A copy of the opinion is available at:
Borrowers defaulted on a home mortgage refinancing loan. The promissory note had been assigned from the original lender to a mortgage company ("Company") that subsequently went out of business. Prior to its termination, Company indorsed the promissory note in blank to enable enforcement of the note.
The note was eventually transferred to a firm ("Loan Holder") that allegedly first came into existence about a year after Company ceased doing business. The ownership of the note during that one-year period was not clear in this case.
Loan Holder's substitute trustees initiated a non-judicial foreclosure action against Borrowers' property pursuant to the deed of trust and Loan Holder ultimately purchased the property at the subsequent foreclosure sale. Borrowers did not contest Loan Holder's ownership of the underlying debt prior to the foreclosure sale. However, following the sale, Borrowers filed exceptions to the sale, arguing in part that there was a gap in the chain of title from Company to Loan Holder, as it was not clear who owned the note during the one-year period between Company's termination and Loan Holder's formation.
The Circuit Court denied the exceptions and ratified the sale, ruling that any alleged irregularities concerning assignment and ownership of the note should have been addressed prior to the sale.
Borrowers appealed, contending that gaps in the note's chain of title amounted to a "fraud on the judicial system" that justified their post-sale exception to the foreclosure. Granting certiorari on its own motion, the Maryland Court of Appeals affirmed, ruling that the facts alleged did not amount to the type of fraud that would allow a post-sale exception.
As you may recall, under Maryland law a foreclosure sale will be ratified unless borrowers file within 30 days of the sale written exceptions that describe "with particularity" any procedural irregularities in the conduct of the sale. Maryland Rule 14-305(c).
Noting that Borrowers failed to allege procedural irregularities at the foreclosure sale, or fraud relating to execution of their loan documents, the Court was not convinced that a gap in the note's chain of title amounted to the type of fraud that would require setting aside the sale.
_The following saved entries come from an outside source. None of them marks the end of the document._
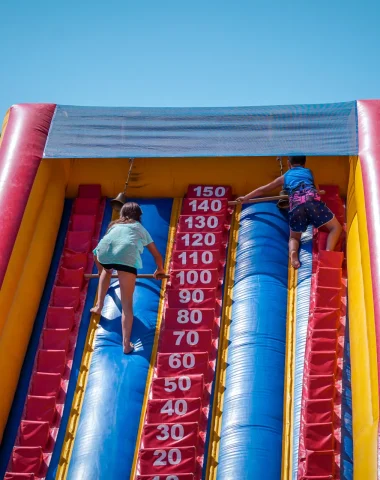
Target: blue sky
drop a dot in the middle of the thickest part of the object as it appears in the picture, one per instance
(188, 53)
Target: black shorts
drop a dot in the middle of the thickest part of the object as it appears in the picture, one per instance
(120, 268)
(313, 212)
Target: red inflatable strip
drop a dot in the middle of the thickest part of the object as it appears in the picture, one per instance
(320, 428)
(48, 386)
(369, 155)
(175, 424)
(21, 151)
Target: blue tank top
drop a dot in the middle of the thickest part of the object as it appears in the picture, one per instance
(298, 177)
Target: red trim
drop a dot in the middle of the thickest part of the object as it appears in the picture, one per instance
(369, 154)
(20, 155)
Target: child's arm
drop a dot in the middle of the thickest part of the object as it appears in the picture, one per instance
(157, 258)
(261, 191)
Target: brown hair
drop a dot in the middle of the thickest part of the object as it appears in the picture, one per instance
(297, 160)
(130, 212)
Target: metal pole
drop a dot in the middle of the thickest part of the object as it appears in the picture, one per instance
(141, 275)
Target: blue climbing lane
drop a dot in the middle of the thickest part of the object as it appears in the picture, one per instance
(251, 435)
(106, 436)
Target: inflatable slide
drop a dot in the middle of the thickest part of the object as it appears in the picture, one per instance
(243, 367)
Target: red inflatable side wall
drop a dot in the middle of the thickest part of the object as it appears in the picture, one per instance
(20, 155)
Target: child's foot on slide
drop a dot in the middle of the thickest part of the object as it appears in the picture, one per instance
(97, 309)
(294, 260)
(129, 349)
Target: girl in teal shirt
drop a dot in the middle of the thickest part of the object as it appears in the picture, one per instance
(120, 249)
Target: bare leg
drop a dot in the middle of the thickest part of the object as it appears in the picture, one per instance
(335, 229)
(127, 287)
(104, 283)
(294, 246)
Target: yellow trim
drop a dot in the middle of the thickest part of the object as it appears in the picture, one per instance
(364, 371)
(287, 437)
(176, 209)
(76, 407)
(220, 381)
(160, 177)
(24, 302)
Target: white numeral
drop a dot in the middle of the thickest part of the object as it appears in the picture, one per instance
(194, 316)
(175, 432)
(174, 457)
(199, 239)
(205, 205)
(179, 407)
(176, 361)
(169, 477)
(200, 222)
(192, 277)
(209, 191)
(184, 384)
(192, 338)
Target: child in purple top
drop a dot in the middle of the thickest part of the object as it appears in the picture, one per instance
(306, 206)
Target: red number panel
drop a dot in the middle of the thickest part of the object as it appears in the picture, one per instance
(190, 259)
(192, 298)
(216, 191)
(185, 386)
(190, 318)
(167, 460)
(165, 435)
(202, 206)
(194, 278)
(174, 410)
(199, 241)
(176, 419)
(171, 364)
(185, 341)
(201, 223)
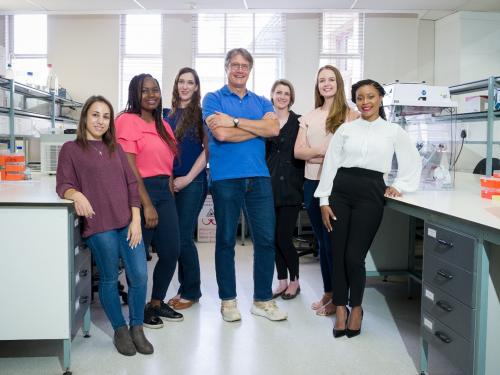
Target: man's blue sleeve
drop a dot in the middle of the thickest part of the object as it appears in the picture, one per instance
(211, 104)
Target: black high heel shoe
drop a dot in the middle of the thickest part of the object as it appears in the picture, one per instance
(354, 332)
(341, 332)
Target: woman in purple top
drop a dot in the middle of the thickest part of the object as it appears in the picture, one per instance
(94, 173)
(190, 180)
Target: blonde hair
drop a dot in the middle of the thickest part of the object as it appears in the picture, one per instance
(339, 109)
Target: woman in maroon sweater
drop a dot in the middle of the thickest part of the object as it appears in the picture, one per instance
(94, 173)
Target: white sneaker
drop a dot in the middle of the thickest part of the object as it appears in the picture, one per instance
(269, 310)
(229, 310)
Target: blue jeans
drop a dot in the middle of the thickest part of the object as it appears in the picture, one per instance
(320, 232)
(107, 248)
(165, 235)
(255, 194)
(189, 202)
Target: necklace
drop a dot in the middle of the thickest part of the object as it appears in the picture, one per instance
(95, 148)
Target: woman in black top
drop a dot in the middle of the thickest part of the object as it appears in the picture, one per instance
(287, 177)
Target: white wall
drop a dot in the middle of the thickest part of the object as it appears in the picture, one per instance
(177, 50)
(84, 51)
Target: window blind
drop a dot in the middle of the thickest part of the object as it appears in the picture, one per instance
(140, 50)
(342, 44)
(262, 34)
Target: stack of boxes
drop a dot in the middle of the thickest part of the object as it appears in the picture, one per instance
(490, 186)
(12, 167)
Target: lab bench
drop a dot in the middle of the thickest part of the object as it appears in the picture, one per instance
(45, 267)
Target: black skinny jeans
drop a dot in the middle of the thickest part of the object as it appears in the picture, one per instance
(287, 259)
(357, 201)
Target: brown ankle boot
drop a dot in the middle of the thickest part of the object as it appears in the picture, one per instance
(123, 341)
(142, 344)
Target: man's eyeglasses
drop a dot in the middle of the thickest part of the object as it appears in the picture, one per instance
(242, 67)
See Bates v. Cohen, 417 Md. 309, 9 A.3d 846 (2010) (leaving open the question whether fraud infecting the underlying mortgage or deed may be raised by a borrower following a foreclosure sale); Greenbriar Condo. v. Brooks, 387 Md. 683, 688, 878 A.2d 528 (2005)(post-sale exceptions must relate to procedural irregularities at the sale or to auditor's accounting).
In so ruling, the Appellate Court observed, first, that a prior Maryland opinion rejected the notion that courts of equity have broad authority to hear and determine all objections to foreclosure sales and, second, that Maryland Rule 14-305 established a new and limiting structure for post-sale inquiries. Thus, while acknowledging that prior case law left open the possibility of a challenge based on fraud that "infected" the underlying debt, the Court further observed that, although Maryland commercial law recognizes a defense based on forgery or deceit as to the nature of an instrument, Borrowers failed to allege any facts with particularity that would constitute such a defense.
Among other things, the Appellate Court pointed out that Borrowers never challenged the genuineness of the note and trust deed, never claimed that they were not obligated to pay the loan, and only asserted generally that possible gaps in the chain of title sufficed to create exceptions to the finality of foreclosure sales.
Accordingly, the Court concluded that the Borrowers' general allegation of fraud did not suffice to set aside the foreclosure sale.